A new study has called into question the widely-perceived wisdom that low-dose aspirin should routinely be used to prevent heart attacks and strokes.

The largest meta-analysis to date, published in The Lancet, notes that the use of low-dose aspirin in people without cardiovascular disease was “not justified”. The study, carried out by the Antithrombotic Trialist’s Collaboration group, funded by the UK Medical Research Council, the British Heart Foundation, Cancer Research UK, and the European Community Biomed Programme, found the modest benefit of aspirin was offset by an increase in the risk of major gastrointestinal and extracranial bleeds.

These findings were based on an analysis of data from 95,000 patients from six primary prevention, low-risk, trials and 16 secondary prevention trials (high-risk), involving 17,000 patients. It concluded that the use of aspirin in the lower-risk group was found to reduce non-fatal heart attacks by around a fifth, with no difference in the risk of stroke or vascular morbidity.

However taking aspirin also increased the risk of internal bleeding by around a third in the primary prevention trials. Colin Baigent of Oxford University, who led the study, said "we don't have good evidence that, for healthy people, the benefits of long-term aspirin exceed the risks by an appropriate margin."
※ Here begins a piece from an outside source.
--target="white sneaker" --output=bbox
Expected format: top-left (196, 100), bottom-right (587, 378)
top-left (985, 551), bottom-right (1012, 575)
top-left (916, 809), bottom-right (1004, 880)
Responding to the study, Ellen Mason, senior cardiac nurse at the BHF, said the study “provides further confirmation that in those without existing heart disease there is limited benefit from taking aspirin due to the risk of bleeding”. She added that for this reason, “it is better for doctors to weigh up the benefit and risk of prescribing aspirin on an individual basis, rather than develop a blanket guideline suggesting everyone at risk of heart disease is routinely given aspirin”.